One of the projects I am working on at the moment required the unpacking of fairly long strings, sometimes over 1024 bytes. Each byte dictated what the next few bytes are, and so every byte has to be analysed. Therefore I setup a simple test case to find out what the fastest way to do this was.
First, a simple timer function was needed. Here is the code I wrote a long time ago, and used many times.
function timer($stime=0,$btime=0){
$time = explode(' ', microtime());
$time = $time[1] + $time[0];
if($stime){
return round(($time - $stime - $btime)*1000,3);
}
return $time;
}
If you call this function with no arguments, it returns the current time in seconds, to many decimal places. If you then give this time value back to the function later, it will tell you the time difference in milliseconds
A single request for each of above methods would not suffice to compare them, and so each method is done many times within a for loop. This for loop has a fair amount of overhead, and so first the base time is calculated by running an empty for loop.
$num = 1000000;
$s = timer();
for($i=0;$i<$num;$i++){}
$base = timer($s);
print "Loop test took ".$base." milliseconds\n";
When executed, we find that the for loop takes around 225 milliseconds to complete 1 million iterations.
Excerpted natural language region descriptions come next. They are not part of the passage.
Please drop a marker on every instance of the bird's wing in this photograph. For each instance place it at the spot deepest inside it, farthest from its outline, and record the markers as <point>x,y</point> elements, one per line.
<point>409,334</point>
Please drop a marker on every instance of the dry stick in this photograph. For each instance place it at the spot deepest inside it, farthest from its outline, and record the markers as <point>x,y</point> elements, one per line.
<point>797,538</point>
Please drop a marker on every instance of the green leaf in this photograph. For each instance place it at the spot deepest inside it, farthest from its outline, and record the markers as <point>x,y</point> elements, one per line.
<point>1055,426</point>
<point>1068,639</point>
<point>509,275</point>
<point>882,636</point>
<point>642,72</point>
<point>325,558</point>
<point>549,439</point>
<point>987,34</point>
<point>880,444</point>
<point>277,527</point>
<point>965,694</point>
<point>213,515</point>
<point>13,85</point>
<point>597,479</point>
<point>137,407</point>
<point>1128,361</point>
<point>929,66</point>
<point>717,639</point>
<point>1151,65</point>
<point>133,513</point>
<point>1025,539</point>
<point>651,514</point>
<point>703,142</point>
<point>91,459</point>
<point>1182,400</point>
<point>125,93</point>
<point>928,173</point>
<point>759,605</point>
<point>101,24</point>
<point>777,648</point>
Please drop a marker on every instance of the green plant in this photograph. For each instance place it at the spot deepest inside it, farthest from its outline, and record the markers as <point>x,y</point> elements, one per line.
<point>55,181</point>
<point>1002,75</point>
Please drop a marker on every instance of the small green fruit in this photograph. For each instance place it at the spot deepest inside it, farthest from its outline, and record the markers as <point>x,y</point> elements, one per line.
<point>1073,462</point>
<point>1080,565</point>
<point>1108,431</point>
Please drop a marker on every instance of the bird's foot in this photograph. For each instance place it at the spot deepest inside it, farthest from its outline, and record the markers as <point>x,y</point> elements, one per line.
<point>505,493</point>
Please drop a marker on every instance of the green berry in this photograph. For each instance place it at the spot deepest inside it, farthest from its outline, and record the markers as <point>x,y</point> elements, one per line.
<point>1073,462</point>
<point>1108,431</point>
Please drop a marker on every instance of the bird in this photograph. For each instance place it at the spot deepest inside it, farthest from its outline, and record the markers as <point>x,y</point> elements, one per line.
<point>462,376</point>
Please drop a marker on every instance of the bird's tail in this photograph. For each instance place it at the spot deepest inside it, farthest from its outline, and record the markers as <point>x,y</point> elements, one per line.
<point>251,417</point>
Now for the actual tests (this one is for four characters, starting from the third character):
$s = timer();
for($i=0;$i<$num;$i++){
$var = substr($input,2,5);
}
print "substr() test took ".(timer($s)-$base)." milliseconds\n";
$s = timer();
for($i=0;$i<$num;$i++){
$var = $input[2].$input[3].$input[4].$input[5].$input[6];
}
print "char ref test took ".(timer($s)-$base)." milliseconds\n";
This outputs something like:
Loop test took 230.988 milliseconds
substr() test took 728.633 milliseconds
char ref test took 1263.388 milliseconds
so we can see that for extracting four characters, using substr is faster. The same is not true for one and two characters, as the following results show (averages of four runs):
Number of chars substr() time/ms direct char time/ms
1 713 358
2 770 630
3 753 945
4 751 1280
5 733 1557
It can be seen that on my development system, using direct character reference is faster for two or less characters, and substr() is faster for three or more characters.